Challenging markets are here, it is how we can cope with and manage such volatility that will stand us apart from the peers.
In April markets were choppy as sentiment moved from greed to fear. That index ticked up significantly in April, fear being the dominant determinant in April. Why was this? there was the digestion of news around inflation being higher for longer, a pause in interest rate expectations with even forecasts of US interest rates rising to ward off the threat of inflation up-ticking. Corporate valuations in the US are optimistic at times, and whilst earnings data in April have generally been positive the stockmarket has punished any sense of an earnings slowdown. Global economic growth remains steady – with the US and China dominant there. So far, the US economy has done remarkably well to navigate interest rates, inflation without any significant economic challenge. It remains to be seen if that occurs later this year.
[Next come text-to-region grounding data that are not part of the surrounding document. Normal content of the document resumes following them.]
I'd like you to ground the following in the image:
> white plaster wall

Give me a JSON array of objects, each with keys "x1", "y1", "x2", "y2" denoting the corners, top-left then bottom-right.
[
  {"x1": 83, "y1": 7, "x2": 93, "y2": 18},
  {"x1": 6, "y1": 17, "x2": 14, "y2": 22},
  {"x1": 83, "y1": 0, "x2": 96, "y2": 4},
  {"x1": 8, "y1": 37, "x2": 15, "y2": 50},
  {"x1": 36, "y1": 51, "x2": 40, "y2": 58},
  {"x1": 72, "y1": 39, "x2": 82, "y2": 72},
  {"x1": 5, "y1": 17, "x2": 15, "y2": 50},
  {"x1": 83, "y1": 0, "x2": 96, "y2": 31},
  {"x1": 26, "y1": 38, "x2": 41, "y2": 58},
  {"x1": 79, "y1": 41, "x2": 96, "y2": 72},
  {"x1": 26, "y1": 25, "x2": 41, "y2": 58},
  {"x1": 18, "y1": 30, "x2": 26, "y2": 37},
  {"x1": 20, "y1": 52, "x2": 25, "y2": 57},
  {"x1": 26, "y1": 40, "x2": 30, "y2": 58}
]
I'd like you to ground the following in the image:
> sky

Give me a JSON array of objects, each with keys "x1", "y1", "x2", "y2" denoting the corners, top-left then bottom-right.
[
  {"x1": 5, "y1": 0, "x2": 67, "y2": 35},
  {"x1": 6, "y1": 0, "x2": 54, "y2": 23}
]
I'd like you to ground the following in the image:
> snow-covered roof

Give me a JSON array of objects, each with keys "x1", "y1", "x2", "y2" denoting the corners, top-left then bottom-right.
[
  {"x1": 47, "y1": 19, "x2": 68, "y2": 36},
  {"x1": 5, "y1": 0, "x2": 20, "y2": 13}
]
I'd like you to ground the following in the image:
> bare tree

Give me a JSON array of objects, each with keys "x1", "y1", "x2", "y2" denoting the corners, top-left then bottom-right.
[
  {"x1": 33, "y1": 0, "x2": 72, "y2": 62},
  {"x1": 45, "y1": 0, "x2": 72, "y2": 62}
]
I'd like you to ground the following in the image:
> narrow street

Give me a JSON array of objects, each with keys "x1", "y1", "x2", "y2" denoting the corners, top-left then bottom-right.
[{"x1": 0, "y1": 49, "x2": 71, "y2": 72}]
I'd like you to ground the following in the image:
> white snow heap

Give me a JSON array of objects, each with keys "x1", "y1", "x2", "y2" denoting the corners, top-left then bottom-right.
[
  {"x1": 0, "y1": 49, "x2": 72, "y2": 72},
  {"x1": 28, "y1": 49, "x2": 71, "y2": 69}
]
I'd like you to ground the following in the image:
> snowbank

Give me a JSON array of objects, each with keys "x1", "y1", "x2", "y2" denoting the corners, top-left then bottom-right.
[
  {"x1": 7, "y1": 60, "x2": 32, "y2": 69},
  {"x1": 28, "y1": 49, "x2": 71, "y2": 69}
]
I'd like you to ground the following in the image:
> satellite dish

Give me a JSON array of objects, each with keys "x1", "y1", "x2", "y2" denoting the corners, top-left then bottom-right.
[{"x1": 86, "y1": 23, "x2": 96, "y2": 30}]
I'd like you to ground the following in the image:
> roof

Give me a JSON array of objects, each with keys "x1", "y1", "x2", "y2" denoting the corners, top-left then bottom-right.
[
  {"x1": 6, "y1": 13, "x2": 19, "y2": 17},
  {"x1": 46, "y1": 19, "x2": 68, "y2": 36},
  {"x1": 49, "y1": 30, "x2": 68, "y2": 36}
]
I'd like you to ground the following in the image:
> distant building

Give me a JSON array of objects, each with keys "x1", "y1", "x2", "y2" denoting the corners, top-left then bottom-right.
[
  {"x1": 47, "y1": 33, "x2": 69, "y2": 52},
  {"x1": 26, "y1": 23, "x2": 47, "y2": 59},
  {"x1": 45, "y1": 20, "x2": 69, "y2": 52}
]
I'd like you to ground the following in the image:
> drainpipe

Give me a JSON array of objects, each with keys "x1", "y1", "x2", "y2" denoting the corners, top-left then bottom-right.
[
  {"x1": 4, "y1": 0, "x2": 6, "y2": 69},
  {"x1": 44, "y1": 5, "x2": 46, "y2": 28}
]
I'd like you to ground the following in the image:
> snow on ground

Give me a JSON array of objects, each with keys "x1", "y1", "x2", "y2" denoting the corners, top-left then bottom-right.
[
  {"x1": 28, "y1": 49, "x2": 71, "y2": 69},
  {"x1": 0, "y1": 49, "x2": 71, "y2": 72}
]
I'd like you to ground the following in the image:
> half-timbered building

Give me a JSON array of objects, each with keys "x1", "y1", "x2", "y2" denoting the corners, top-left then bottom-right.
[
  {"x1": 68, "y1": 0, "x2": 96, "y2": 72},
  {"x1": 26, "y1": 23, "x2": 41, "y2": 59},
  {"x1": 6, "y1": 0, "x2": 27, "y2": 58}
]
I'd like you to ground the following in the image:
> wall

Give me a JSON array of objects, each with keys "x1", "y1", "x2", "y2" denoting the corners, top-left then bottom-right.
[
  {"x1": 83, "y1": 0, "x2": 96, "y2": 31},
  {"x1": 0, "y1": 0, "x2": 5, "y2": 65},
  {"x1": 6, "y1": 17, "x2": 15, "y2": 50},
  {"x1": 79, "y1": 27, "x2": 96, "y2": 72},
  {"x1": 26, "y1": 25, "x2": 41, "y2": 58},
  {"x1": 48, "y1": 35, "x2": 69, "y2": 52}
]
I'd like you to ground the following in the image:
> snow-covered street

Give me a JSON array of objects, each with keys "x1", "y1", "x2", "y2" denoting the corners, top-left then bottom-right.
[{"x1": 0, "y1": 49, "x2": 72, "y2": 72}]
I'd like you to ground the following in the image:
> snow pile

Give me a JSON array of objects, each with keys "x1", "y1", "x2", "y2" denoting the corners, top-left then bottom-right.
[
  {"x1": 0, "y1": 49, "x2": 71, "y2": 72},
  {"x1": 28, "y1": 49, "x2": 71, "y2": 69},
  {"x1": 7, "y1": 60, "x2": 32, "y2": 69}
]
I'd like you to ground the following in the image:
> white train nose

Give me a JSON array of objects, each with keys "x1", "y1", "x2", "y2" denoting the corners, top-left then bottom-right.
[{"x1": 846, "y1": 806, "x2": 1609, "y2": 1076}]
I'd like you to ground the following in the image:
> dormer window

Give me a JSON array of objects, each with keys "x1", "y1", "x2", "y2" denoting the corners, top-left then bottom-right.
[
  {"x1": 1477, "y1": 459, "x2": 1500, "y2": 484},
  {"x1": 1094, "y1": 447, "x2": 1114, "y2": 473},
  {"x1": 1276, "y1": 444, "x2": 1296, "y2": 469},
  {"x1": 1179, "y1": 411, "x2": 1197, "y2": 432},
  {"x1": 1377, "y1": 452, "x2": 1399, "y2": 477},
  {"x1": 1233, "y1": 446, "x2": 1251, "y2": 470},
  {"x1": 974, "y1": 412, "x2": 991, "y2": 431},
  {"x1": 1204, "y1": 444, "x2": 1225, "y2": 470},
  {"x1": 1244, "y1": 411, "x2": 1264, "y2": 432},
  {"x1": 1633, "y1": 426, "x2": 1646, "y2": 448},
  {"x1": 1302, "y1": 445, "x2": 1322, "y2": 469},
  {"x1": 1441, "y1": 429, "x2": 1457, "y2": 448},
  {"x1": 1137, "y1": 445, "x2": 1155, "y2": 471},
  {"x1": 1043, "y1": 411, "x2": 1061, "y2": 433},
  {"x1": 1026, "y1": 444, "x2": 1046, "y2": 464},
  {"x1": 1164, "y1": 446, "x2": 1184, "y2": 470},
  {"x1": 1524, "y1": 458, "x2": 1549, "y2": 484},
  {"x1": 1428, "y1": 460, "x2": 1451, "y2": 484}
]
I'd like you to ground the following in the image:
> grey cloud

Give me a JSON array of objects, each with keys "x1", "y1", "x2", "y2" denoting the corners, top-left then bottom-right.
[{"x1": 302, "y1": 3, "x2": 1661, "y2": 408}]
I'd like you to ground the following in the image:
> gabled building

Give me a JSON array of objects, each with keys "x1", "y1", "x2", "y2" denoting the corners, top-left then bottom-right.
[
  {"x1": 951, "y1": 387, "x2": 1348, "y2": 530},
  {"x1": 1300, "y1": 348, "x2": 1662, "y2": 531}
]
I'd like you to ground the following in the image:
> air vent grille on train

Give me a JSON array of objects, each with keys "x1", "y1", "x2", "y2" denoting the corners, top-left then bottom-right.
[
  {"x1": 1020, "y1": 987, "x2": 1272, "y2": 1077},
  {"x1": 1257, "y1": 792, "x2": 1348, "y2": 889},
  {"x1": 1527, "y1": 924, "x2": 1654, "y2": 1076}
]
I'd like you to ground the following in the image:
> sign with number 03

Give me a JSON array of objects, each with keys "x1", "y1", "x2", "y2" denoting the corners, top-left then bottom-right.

In most of our thinking we focus on a crucial skill of investing, resilience. Being resilient when others are not, being resilient when emotional levels run high, being resilient when there are market stress levels. Overall having a resilient mindset. This seems a steady state that many investors should adopt, in reality it is very hard to do. If that focus on being resilient can be incorporated well in an investment philosophy and strategy, then it is a massive competitive advantage against the peer group and against the markets.
By being focused, long-term investors and avoiding day to day market noise genuinely does set us apart from our competitors and is a deep deep advantage when it comes to consistency of investment performance.
Overall, In Q1 many of our investment strategies were in the top decile of the peer group. According to Morningstar we had one of the best performing strategies in Q1 – with a return of +8%. As noted, we do not expect markets to move in smooth directions, there is risk, there is volatility. That is one of the reasons we have an allocation of alternatives or absolute returns in many of our strategies: to work in such pressure scenarios, see it as a hedge to our ‘long equity positions’.
From a forward-looking perspective being more cautious when others are too exuberant is not a bad thing. We are closely looking at our alternatives allocation, and may add in the coming months. We are trying to understand if such change (in investment markets) is transitory or something more permanent. It is all about selecting from the 1,000s of funds out there to a select few that will work in isolation, as well as in combination together. Being super fund selective, as investment selection is so important in decision making, and then investment performance.
Whilst resilience is needed now, so it the ability to be flexible to a changing environment and seek returns were returns can be delivered. Nothing is constant, so be adaptable to change.
As a priority optimism of thinking is ever present in our investment mindset. We just need to navigate the difficulties to get there and focus on that, and not get distracted at different Brownian motion trends (randomness of markets, people and psychological traits) but at the same time we are aware of the world we live in, the reality of trends, so being holistically pragmatic is always important.
The opportunities to demonstrate consistency of good performance is always available to us. It is for us to go out and achieve it.